A bus chase that Hitchcock milks for suspense fails because the audience's attention is allowed to wander from the heroes, Paul Newman and Julie Andrews, to the previously unseen leader of an underground group. Also, the suspense menace (another pursuing bus) is not made convincingly menacing. The climactic theatre sequence where Newman and Andrews avoid the East Berlin police by creating a fire disturbance shows Hitchcock efficiently going through his paces--he has filmed variations of the same scene in four earlier pictures--but without his usual inventiveness. The final ocean-liner scene, where the fleeing physicists are found hiding in the costume baskets of a Czech ballet troupe, seems overly obvious considering it comes from Hitchcock.

Still, does lack of suspense matter? Hitchcock is more than a suspense-machine and a technician; his films reflect the work of a mature artist and contain great thematic depth and consistency. Using his familiar hero, the ordinary man plunged unexpectedly into a nightmarish world of melodrama, Hitchcock will allow the nightmare to bring about changes in his heroes: thematically, North by Northwest is about the redemption of a useless individual, The Man Who Knew Too Much about the emergence of a husband's desire to dominate his wife.

Torn Curtain takes Hitchcock into new territory. With the first scene between Newman and Andrews, Hitchcock establishes their love affair as stabler and healthier than those in his previous films. The love scene is composed entirely of close-ups of them together. But almost immediately, by using out-of-focus camerawork and contrasting their points-of-view in his editing, Hitchcock begins to separate them visually, to put strain on the stability of their relationship.

The premise is finally revealed: without telling Andrews, physicist Newman plans to stage a mock defection to East Berlin to pry a formula from the brain of a Communist physicist, a formula necessary for the completion of Newman's own missile project. It becomes apparent that Hitchcock will use the nightmare world of East Berlin to test the lovers. Like many of his recent films, Torn Curtain is essentially a romantic character study, a realization that adds to the excellence of the first half of the film.

But Torn Curtain ultimately fails because the conflicts between Newman and Andrews are neatly resolved at the halfway mark. Once Newman has his formula, Torn Curtain becomes blatant chase melodrama. There is no more characterization and the emphasis switches from Newman and Andrews to the supporting characters involved in the escape from East Berlin: the leader of the Resistance bus, a Polish ex-countess with problems, a villainous ballerina.

The importance of the first half, however, cannot be overestimated, as it shows Hitchcock at a point of maximum control of his medium. Breaking new ground in color photography, he has filmed Torn Curtain without direct lighting. Instead, he has used reflected light, bounced off a white screen on the set. This reduces the color contrasts, putting much of the film into lush soft-focus, and almost eliminating unnecessary shadows.

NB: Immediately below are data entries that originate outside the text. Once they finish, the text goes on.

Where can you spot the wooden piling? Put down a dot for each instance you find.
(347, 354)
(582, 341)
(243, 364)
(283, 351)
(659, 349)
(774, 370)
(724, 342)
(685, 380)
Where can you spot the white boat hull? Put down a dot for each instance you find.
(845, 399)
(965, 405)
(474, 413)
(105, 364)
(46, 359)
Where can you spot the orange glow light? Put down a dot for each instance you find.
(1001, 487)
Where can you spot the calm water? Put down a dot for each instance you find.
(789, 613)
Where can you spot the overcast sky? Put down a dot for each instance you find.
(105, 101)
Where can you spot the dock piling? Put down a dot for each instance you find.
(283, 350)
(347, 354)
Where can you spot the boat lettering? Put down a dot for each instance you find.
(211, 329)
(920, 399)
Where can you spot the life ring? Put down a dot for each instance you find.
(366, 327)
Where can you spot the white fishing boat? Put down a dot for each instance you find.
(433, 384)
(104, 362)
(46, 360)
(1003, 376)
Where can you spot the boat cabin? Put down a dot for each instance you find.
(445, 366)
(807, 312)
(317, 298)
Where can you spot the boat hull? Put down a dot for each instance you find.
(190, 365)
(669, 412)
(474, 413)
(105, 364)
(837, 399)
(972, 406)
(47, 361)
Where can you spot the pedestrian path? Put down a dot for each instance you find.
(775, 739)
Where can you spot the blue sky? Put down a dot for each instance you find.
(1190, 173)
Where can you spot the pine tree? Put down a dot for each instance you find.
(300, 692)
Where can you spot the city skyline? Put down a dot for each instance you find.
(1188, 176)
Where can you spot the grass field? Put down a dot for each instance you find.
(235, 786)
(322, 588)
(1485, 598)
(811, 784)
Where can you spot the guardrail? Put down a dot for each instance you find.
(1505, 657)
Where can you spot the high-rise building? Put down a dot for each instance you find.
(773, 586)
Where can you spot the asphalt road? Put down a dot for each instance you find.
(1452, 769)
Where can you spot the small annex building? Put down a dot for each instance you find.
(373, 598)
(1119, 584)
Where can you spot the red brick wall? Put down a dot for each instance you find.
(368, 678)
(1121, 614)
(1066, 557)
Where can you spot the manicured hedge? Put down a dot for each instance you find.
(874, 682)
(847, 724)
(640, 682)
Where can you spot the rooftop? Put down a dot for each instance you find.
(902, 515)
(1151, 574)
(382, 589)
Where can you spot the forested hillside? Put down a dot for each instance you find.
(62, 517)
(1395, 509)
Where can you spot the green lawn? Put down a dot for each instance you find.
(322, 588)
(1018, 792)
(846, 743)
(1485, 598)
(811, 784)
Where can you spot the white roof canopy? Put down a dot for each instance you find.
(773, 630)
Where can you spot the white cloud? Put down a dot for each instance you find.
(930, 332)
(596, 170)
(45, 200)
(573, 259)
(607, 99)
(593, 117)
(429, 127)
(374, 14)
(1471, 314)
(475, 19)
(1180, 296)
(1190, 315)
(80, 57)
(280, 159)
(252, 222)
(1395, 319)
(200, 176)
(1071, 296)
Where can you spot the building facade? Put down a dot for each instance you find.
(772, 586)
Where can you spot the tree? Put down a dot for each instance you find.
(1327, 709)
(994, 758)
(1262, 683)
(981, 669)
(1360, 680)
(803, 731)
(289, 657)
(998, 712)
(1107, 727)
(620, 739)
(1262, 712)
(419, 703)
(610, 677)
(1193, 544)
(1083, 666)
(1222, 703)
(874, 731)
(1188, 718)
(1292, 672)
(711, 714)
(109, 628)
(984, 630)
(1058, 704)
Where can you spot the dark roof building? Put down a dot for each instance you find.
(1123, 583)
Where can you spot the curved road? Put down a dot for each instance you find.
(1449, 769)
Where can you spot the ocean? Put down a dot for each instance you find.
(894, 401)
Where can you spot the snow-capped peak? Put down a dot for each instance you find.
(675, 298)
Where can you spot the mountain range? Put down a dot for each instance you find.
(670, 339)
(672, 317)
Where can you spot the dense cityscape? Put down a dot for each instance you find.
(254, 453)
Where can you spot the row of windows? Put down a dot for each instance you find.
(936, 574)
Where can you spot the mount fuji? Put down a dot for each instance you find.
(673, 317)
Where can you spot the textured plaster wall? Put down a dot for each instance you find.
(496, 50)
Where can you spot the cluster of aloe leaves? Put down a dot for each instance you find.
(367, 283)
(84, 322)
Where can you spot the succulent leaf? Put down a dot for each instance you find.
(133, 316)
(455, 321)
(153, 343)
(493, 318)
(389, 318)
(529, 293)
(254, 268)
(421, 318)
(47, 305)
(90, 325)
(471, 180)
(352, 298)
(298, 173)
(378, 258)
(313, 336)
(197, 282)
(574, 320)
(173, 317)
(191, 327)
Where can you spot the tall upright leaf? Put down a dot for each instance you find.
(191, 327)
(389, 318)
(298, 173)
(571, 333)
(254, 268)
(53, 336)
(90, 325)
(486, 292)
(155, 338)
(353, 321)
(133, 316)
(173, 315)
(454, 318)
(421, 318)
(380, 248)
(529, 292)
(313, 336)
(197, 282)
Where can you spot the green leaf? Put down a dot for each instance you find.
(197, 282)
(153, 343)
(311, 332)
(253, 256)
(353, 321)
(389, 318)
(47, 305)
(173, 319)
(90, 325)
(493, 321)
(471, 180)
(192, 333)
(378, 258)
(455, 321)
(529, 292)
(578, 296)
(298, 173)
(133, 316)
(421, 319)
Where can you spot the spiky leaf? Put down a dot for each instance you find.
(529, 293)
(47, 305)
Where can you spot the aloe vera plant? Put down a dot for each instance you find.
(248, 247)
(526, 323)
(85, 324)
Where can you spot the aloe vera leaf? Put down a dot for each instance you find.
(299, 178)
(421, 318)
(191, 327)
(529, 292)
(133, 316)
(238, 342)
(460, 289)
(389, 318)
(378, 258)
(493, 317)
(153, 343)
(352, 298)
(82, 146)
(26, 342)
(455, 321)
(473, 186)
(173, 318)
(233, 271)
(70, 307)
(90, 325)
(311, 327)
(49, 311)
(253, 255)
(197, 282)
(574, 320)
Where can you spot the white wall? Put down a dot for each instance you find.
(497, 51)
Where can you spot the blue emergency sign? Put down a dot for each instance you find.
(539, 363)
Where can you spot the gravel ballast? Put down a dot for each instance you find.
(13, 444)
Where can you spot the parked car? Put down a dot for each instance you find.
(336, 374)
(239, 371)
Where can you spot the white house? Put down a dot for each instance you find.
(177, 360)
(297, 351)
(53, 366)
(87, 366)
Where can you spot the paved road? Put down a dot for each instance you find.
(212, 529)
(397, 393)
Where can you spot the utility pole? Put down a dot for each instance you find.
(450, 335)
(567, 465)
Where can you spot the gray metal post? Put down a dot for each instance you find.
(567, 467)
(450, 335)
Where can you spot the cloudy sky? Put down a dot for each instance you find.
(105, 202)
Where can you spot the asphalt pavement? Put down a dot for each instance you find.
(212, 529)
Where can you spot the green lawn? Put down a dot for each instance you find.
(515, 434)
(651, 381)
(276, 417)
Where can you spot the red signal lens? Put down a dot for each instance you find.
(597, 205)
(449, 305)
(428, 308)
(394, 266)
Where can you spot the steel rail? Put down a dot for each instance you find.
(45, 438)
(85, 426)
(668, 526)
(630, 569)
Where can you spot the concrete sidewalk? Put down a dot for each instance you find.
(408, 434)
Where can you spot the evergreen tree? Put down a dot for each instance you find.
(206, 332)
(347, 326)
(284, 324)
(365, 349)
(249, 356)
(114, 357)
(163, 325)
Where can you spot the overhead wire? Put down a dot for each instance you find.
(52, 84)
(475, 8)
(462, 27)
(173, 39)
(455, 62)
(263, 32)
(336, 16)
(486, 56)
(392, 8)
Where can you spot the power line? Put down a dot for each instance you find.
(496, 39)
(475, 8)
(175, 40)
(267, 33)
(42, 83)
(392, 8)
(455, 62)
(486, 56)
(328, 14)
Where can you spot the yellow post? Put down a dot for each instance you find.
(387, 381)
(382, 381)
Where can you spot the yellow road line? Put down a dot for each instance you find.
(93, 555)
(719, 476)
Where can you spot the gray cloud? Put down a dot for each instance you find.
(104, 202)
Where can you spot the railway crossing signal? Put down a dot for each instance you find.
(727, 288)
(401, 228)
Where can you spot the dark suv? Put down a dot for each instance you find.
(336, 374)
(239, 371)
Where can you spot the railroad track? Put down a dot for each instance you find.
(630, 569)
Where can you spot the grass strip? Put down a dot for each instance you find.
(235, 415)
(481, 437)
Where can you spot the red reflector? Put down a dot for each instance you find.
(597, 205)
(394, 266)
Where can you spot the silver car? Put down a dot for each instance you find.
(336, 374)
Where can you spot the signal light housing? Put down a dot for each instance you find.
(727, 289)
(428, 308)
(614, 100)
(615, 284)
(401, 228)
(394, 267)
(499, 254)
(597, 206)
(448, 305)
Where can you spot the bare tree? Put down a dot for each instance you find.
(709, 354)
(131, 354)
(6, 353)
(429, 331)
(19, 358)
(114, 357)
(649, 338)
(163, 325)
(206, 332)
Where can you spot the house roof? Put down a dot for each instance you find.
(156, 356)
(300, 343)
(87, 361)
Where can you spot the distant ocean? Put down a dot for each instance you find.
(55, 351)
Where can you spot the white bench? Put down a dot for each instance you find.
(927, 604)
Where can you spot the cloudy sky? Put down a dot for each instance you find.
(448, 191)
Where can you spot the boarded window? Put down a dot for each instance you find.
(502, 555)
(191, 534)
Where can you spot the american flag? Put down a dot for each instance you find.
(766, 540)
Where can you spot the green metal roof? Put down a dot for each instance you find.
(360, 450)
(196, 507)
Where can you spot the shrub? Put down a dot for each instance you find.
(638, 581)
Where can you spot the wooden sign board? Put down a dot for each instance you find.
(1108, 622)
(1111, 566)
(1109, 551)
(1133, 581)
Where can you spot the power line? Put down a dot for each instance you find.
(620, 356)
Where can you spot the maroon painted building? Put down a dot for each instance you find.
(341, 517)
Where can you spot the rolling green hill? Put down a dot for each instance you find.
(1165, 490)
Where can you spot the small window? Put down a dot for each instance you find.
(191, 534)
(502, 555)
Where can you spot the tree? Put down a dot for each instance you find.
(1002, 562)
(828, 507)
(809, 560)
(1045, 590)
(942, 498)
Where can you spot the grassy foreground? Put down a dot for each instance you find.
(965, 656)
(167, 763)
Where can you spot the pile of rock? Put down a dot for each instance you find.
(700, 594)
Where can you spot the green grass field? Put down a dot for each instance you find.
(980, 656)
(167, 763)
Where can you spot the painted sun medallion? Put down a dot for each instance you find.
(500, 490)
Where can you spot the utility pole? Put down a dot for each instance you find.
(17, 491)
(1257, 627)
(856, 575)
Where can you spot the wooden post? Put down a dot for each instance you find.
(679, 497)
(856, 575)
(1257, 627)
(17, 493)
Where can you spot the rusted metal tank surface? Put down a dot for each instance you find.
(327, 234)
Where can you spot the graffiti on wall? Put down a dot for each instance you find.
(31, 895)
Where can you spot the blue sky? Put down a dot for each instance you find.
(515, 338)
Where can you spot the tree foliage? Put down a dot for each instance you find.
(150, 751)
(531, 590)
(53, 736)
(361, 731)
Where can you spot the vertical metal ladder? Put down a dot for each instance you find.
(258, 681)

He continues in Torn Curtain to experiment with visual romanticism: Julie Andrews is chastized by Newman on an airplane and as she lowers her head sadly, the camera while dissolving to the next scene begins to blur, as if tears were clouding the lens. Suddenly Hitchcock cuts sharply to the airplane door loudly opening, revealing the East Berlin airport. It is an unnerving return to reality, a visual refusal to give his heroine any means of escape.

A catalogue of the scenes and moments in the first half that reveal Hitchcock's genius would fill a notebook. The fact remains that if Alfred Hitchcock filmed the telephone book, anyone seriously interested in film would have to see it. If the total impression of Torn Curtain is disappointing, it is still one of the most fascinating American films in recent years. Anyway, it's Hitchcock's fiftieth film. Which makes it an event of some importance no matter how you look at it.